2  Tidy work

Все счастливые семьи похожи друг на друга, каждая несчастливая семья несчастлива по-своему.
All happy families are alike; each unhappy family is unhappy in its own way.

Our OpenCollections systems are complex system which are intended to be used in trustworthy AI applications. They follow the Anna Karenina principle: a deficiency in any of a number of factors dooms an endeavour to fail. Consequently, a successful endeavour (subject to this principle) is one for which every possible deficiency has been avoided.

Once the data is messy, there is a semantic ambiguity (an ambiguity in the intended use or meaning of data) that will render automation impossible or will lead to logical faults when software agents or algorithms use your data. You must keep your numeric and text data tidy at all times. The best way to keep data and text tidy is to keep it simple. Very simple.
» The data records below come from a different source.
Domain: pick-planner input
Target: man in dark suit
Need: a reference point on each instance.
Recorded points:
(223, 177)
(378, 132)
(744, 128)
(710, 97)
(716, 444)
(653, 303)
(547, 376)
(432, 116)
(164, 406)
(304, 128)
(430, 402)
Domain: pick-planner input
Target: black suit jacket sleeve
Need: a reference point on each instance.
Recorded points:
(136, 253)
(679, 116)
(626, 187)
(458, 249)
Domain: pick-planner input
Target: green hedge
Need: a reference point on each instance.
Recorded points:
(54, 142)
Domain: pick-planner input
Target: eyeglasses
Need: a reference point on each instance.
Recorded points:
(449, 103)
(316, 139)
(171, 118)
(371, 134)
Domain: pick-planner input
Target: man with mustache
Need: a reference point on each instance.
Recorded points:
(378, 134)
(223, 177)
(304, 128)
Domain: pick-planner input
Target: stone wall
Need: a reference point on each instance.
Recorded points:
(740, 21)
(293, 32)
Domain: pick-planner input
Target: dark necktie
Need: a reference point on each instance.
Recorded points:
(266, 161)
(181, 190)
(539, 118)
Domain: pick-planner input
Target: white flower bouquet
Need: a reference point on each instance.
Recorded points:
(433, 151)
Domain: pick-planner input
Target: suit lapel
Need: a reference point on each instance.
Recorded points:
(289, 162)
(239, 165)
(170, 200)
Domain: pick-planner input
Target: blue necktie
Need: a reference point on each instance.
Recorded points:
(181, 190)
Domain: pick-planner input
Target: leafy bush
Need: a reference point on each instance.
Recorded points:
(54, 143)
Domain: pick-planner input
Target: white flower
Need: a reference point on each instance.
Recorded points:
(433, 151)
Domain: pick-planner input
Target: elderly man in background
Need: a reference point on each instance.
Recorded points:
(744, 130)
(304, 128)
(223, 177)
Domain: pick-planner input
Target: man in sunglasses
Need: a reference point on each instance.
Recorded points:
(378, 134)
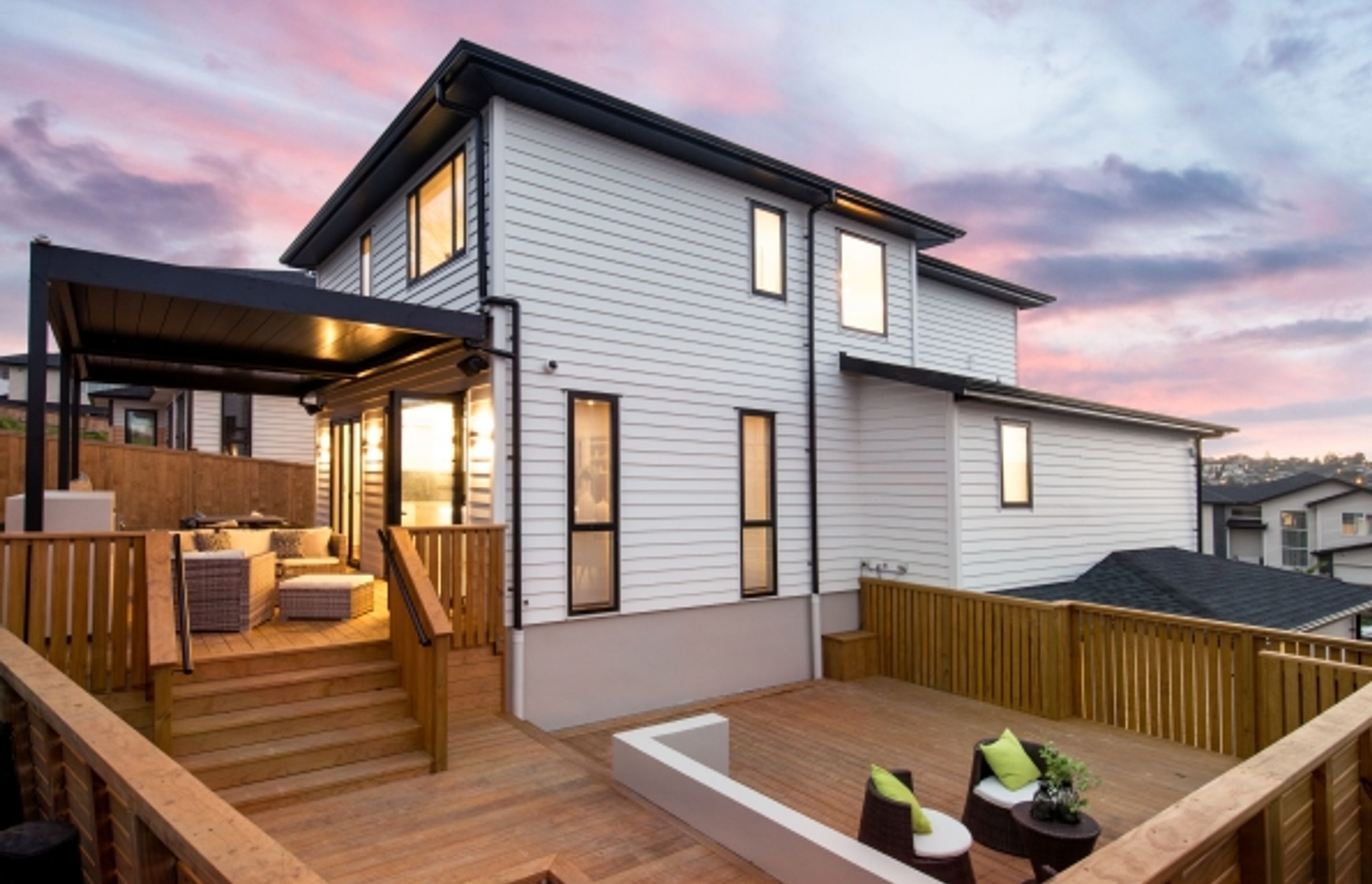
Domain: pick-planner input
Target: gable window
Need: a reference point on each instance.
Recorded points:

Simplicity is simple, if you start simple and keep it that way. Simplifying messy text and messy data is always challenging.

Collective work involving data and data annotations and descriptions requires a shared understanding of the syntax and file formats.

Our curators need to be familiar with two ideas.

2.1 Tidy data

Our data stewardship must follow the tidy data principle, which has very complex computer science and information management consequences, but for the curators of data, it boils down to an organised simplicity.

Tidy data is a standard way of mapping the meaning of a dataset to its structure. A dataset is messy or tidy depending on how rows, columns and tables are matched up with observations or collection items, and the measures and types of variables.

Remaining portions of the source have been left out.